Hilde Jansens - Chef de Clinique en Hygiène Hospitalière et en Microbliologie Médicale et coordinatrice du projet HOST, Helix Anvers Martine Mul - UZA Antwerpen, Coordinatrice et expert dans la prévention des infections

Entre mai et octobre 2021, une enquête en 10 questions ouvertes a été menée à l’initiative de la Belgian Infection Control Society (BICS) et de la plate-forme régionale d’hygiène hospitalière de la Province d’Anvers auprès des équipes de prévention et de contrôle des infections (PCI) belges afin d’évaluer l’impact de la pandémie de covid-19 sur leur fonctionnement.

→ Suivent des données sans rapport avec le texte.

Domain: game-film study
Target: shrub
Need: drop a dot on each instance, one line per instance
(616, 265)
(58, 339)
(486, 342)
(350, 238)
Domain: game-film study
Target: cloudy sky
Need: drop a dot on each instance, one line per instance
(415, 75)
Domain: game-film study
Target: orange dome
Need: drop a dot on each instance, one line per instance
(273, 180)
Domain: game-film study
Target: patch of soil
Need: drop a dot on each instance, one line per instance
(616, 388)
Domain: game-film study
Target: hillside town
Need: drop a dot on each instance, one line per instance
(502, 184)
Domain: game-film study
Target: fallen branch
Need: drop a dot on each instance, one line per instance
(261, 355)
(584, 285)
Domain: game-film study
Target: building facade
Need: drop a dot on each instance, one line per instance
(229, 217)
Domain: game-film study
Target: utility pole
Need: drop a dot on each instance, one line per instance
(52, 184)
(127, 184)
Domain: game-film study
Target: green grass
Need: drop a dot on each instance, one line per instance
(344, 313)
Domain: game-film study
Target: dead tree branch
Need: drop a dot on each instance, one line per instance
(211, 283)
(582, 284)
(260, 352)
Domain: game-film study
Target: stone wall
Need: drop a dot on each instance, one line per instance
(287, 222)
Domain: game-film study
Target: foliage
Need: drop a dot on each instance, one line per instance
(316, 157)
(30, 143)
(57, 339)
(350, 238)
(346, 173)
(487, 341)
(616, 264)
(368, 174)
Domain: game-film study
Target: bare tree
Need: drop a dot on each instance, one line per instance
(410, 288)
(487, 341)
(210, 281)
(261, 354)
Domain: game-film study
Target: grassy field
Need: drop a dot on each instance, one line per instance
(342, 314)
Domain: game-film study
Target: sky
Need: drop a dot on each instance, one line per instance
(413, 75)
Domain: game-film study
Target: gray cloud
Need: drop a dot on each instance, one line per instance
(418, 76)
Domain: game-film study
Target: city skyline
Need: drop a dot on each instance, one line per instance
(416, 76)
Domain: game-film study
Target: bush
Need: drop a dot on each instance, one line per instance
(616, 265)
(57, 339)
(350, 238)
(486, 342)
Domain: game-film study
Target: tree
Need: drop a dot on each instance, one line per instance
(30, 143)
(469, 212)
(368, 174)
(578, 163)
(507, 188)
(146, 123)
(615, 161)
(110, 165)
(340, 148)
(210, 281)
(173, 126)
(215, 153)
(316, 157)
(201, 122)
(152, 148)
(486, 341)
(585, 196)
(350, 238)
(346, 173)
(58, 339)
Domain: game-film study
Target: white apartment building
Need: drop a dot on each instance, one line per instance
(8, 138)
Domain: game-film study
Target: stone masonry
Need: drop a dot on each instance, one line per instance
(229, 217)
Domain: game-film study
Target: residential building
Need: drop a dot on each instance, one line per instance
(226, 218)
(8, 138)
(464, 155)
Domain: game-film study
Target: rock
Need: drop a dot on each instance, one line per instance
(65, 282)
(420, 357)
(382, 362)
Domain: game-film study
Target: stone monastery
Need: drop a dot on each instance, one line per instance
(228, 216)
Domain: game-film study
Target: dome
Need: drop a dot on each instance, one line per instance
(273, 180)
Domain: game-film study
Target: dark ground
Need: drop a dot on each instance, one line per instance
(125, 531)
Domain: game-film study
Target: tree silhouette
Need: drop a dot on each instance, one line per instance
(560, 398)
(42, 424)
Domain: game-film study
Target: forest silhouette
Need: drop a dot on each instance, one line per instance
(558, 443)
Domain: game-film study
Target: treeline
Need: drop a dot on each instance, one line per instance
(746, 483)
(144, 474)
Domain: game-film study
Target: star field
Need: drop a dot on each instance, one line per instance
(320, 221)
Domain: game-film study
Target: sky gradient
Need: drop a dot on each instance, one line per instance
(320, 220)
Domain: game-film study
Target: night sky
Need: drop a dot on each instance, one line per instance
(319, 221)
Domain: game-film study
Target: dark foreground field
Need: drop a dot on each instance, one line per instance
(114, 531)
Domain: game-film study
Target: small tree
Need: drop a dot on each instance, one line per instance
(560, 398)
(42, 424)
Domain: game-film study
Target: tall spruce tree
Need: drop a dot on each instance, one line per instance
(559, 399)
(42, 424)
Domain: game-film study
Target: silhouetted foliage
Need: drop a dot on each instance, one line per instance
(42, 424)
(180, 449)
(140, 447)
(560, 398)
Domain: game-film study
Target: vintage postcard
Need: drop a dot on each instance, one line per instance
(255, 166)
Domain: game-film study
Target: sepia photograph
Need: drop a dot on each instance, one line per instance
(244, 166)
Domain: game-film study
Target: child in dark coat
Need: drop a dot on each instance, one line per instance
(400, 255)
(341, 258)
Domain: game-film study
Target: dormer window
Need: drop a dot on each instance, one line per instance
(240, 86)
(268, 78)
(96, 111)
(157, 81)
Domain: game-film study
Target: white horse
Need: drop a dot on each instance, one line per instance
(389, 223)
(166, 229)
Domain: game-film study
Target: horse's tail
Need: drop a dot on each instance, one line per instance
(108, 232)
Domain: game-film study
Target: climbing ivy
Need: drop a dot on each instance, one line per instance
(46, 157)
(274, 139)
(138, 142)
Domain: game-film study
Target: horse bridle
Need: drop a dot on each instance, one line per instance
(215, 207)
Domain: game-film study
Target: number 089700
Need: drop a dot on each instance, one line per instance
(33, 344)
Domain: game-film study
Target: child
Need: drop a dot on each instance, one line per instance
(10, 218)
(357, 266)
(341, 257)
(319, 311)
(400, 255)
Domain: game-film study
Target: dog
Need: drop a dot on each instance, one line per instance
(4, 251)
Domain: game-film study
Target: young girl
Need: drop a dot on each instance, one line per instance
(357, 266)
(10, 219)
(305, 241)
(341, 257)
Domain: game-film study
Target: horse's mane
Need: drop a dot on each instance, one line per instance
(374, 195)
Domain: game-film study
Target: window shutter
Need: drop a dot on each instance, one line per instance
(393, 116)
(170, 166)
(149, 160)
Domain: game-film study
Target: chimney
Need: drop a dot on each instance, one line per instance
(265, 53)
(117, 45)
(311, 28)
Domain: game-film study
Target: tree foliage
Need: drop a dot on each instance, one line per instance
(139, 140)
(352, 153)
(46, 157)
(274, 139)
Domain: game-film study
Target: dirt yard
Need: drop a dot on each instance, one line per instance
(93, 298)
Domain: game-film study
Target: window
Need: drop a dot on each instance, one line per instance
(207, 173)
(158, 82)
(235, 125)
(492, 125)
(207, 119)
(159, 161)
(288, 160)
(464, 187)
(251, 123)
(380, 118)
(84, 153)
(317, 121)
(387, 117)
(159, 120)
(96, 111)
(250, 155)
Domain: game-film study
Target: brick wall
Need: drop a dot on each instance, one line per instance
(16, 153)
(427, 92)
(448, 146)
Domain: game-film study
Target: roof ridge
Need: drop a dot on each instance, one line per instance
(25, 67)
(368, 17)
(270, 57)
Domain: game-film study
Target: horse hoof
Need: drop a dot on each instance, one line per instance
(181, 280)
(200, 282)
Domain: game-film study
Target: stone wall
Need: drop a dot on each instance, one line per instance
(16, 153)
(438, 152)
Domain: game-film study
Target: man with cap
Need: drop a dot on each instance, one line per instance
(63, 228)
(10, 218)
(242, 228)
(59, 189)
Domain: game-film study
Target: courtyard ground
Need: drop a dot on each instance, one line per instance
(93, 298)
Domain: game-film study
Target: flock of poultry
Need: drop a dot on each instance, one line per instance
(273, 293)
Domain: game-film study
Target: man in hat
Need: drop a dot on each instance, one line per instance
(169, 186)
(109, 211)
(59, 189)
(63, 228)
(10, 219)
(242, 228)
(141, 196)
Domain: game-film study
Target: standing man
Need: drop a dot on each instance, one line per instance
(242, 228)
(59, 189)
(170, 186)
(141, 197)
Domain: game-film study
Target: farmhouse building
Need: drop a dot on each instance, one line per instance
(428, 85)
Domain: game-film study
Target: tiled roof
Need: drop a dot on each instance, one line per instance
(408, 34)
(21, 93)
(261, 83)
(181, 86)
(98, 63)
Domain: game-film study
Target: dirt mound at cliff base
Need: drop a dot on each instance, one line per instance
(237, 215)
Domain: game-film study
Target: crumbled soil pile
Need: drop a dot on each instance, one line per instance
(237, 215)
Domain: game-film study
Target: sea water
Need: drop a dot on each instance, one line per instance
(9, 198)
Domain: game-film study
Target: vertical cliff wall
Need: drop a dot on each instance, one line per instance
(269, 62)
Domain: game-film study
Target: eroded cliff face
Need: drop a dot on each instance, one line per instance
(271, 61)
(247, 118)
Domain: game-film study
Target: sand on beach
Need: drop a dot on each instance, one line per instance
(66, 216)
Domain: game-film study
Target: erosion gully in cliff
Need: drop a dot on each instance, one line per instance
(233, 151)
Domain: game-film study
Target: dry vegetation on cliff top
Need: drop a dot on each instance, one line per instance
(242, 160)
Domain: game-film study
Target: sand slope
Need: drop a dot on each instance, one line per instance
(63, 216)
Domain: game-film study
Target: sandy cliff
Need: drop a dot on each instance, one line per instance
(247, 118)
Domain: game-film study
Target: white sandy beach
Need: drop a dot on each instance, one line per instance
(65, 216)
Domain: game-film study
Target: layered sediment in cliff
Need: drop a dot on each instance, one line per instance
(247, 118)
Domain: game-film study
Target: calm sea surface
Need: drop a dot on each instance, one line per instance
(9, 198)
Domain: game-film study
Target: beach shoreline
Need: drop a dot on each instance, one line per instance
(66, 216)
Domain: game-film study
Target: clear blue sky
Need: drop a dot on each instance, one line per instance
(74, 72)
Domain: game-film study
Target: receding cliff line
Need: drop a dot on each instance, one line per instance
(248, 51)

Voici les 10 questions qui ont été posées :

1.Quel a été/est l’impact du COVID sur votre travail ?
2.Avez-vous dû prendre en charge de nouvelles tâches ?
3.Est-ce que certaines tâches ont été modifiées ? 
4.De nouveaux collaborateurs ont-ils été engagés dans l’équipe PCI ?
5.Quels ont été ou quels sont les principaux problèmes que vous avez rencontrés pour maîtriser la pandémie ?
6.Le service de médecine du travail vous a-t-il apporté un soutien suffisant dans le suivi des infections parmi les membres du personnel ? 
7.Y a-t-il eu un soutien des médecins hospitaliers et de la direction pour fermer temporairement les services ?
8.Qui a effectué le travail de recherche et de traçabilité des contacts au sein de l’hôpital?
9.Pensez-vous qu’une instance responsable comme l’Agence pour un Vie de Qualité (AVIQ) peut apporter une plus-value en matière d’accompagnement ?
10.D’autres commentaires/questions/idées ?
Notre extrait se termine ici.